27 & 28 February 2019

Starting at 10:00 AM

.

Orders, Decorations, Medals and Militaria

Live Online Auction

Download Images

Lot

№ 120

.

27 February 2019

Hammer Price:
£700

A Great War M.M. awarded to Private A. B. Eschle, West Yorkshire Regiment, who was killed in action on the first day of the Battle of the Somme, 1 July 1916, when his unit - the 15th Battalion (1st Leeds Pals) - suffered 528 casualties

Military Medal, G.V.R. (15-312 Pte. A. B. Eschle, 15/W. York. R.), and further privately engraved after the regiment ‘May 23rd 1916’, good very fine £320-360

M.M. London Gazette 28 July 1917.

Arthur Bertrand Eschle was born in Aberdare, Glamorgan, Wales in September 1881, the ninth of eleven children to Felix and Hannah Eschle. His father was of German extraction and ran a jewellery and clock making business in Aberdare.

Eschle appears to have served in the Boer War, prior to re-enlisting at Leeds Town Hall on the outbreak of hostilities in 1914. Assigned to the 15th Battalion (1st Leeds Pals), he was one of 528 men from his unit who were either killed or wounded in the attack on Serre on 1 July 1916, the majority being cut down by machine-gun fire in No Man’s Land.

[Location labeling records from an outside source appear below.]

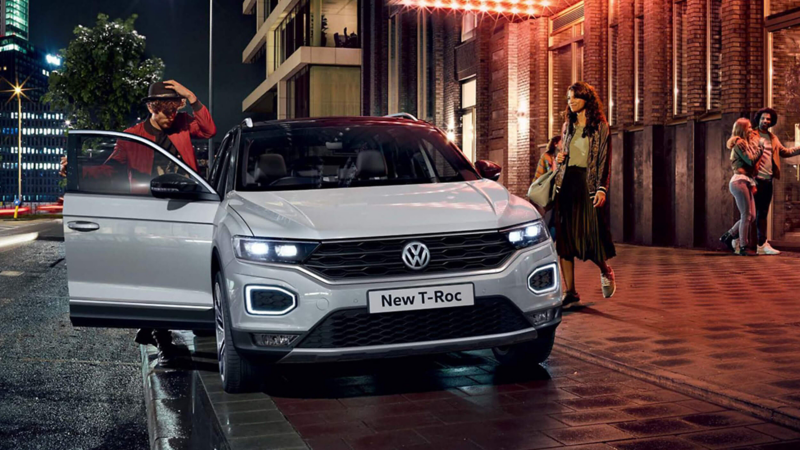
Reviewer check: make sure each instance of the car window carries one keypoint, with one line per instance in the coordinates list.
(106, 164)
(231, 156)
(289, 156)
(218, 161)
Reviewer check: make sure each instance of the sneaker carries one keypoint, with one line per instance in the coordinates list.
(608, 283)
(570, 300)
(727, 239)
(767, 249)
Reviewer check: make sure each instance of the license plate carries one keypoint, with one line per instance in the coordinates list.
(429, 297)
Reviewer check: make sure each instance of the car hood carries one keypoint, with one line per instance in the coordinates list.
(322, 214)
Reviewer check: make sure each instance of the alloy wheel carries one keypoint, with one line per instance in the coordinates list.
(220, 328)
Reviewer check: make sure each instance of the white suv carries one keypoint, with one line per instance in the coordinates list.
(313, 240)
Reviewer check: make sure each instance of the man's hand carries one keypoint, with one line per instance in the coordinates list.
(599, 199)
(181, 90)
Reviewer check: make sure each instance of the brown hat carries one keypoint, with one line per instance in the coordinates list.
(160, 91)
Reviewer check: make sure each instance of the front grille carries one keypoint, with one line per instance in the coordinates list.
(359, 328)
(543, 279)
(383, 257)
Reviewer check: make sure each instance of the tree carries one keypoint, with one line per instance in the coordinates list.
(104, 75)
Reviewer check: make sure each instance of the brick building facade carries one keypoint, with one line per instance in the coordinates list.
(674, 75)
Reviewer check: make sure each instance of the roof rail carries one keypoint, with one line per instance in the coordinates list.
(403, 116)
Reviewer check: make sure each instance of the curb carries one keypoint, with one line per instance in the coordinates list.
(762, 408)
(187, 408)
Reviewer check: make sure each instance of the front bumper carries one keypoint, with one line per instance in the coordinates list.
(317, 300)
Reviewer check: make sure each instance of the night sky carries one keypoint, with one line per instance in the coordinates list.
(176, 32)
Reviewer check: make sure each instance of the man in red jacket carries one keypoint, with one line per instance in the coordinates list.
(173, 132)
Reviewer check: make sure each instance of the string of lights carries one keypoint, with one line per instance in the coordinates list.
(528, 8)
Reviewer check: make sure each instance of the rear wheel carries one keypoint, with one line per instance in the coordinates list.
(238, 373)
(527, 353)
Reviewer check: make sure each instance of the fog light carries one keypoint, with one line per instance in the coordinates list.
(544, 279)
(268, 300)
(274, 340)
(540, 317)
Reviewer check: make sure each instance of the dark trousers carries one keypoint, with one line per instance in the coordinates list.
(763, 199)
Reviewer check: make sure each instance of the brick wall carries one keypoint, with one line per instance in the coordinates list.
(658, 64)
(625, 65)
(595, 57)
(696, 56)
(512, 76)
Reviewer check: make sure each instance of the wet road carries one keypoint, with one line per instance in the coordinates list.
(61, 387)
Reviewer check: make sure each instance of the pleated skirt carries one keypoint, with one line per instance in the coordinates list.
(581, 229)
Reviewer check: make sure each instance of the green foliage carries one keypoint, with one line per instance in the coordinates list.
(104, 75)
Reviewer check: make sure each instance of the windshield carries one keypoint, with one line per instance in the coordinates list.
(291, 156)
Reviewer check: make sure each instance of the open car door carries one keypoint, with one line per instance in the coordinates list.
(138, 225)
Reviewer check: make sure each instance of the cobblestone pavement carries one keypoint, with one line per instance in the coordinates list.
(467, 401)
(727, 324)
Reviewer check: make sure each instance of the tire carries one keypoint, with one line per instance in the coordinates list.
(527, 353)
(238, 374)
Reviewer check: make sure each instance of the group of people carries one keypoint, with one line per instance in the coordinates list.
(581, 158)
(756, 160)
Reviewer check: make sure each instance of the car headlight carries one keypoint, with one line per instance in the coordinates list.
(269, 250)
(528, 234)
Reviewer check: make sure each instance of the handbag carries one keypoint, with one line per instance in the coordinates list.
(542, 190)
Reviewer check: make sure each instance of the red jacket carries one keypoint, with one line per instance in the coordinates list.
(184, 128)
(139, 158)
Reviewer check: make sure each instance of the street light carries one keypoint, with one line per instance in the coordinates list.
(18, 92)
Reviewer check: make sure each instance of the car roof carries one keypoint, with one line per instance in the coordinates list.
(342, 121)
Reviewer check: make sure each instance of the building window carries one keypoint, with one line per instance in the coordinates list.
(394, 67)
(469, 137)
(469, 22)
(714, 55)
(425, 67)
(638, 50)
(565, 61)
(613, 58)
(293, 32)
(680, 74)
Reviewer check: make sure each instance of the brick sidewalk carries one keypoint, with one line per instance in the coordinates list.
(694, 319)
(466, 401)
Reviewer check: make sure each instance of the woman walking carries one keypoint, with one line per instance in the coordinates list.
(547, 163)
(745, 157)
(582, 181)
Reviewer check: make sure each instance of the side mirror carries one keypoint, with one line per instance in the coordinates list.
(172, 185)
(488, 169)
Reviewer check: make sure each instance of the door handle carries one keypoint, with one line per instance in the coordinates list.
(83, 226)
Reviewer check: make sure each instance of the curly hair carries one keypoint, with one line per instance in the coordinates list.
(553, 144)
(594, 108)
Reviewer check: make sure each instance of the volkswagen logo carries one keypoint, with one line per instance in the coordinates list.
(416, 255)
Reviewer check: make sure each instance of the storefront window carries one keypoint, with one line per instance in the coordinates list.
(469, 96)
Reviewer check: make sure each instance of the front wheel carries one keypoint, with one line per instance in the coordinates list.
(238, 374)
(527, 353)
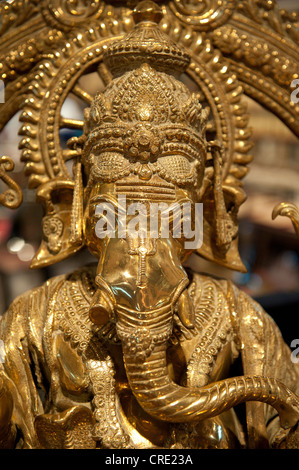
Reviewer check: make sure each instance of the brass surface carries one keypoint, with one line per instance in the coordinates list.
(135, 352)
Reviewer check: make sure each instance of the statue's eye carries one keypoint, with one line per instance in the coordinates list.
(177, 165)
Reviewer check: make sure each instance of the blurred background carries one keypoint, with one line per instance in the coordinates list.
(270, 249)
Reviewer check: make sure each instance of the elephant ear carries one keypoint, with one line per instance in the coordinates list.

As Private R. N. Bell, also of the 1st Leeds Pals, recalled:
‘The trench was almost blocked with dead and wounded. One of the latter with both legs shattered was screaming in agony but, scrambling my way a little farther along in the blown-in remains of the trench, I realised that I was now entirely alone. For some time I remained in the ruins of one of the bays, accompanied only by the corpse of a man in No. 6 Platoon and a mole, disturbed from its burrow by a shell.’ (
The First Day of the Somme, by Martin Middlebrook refers.).

Eschle is buried in Serre Road Cemetery No. 1, France.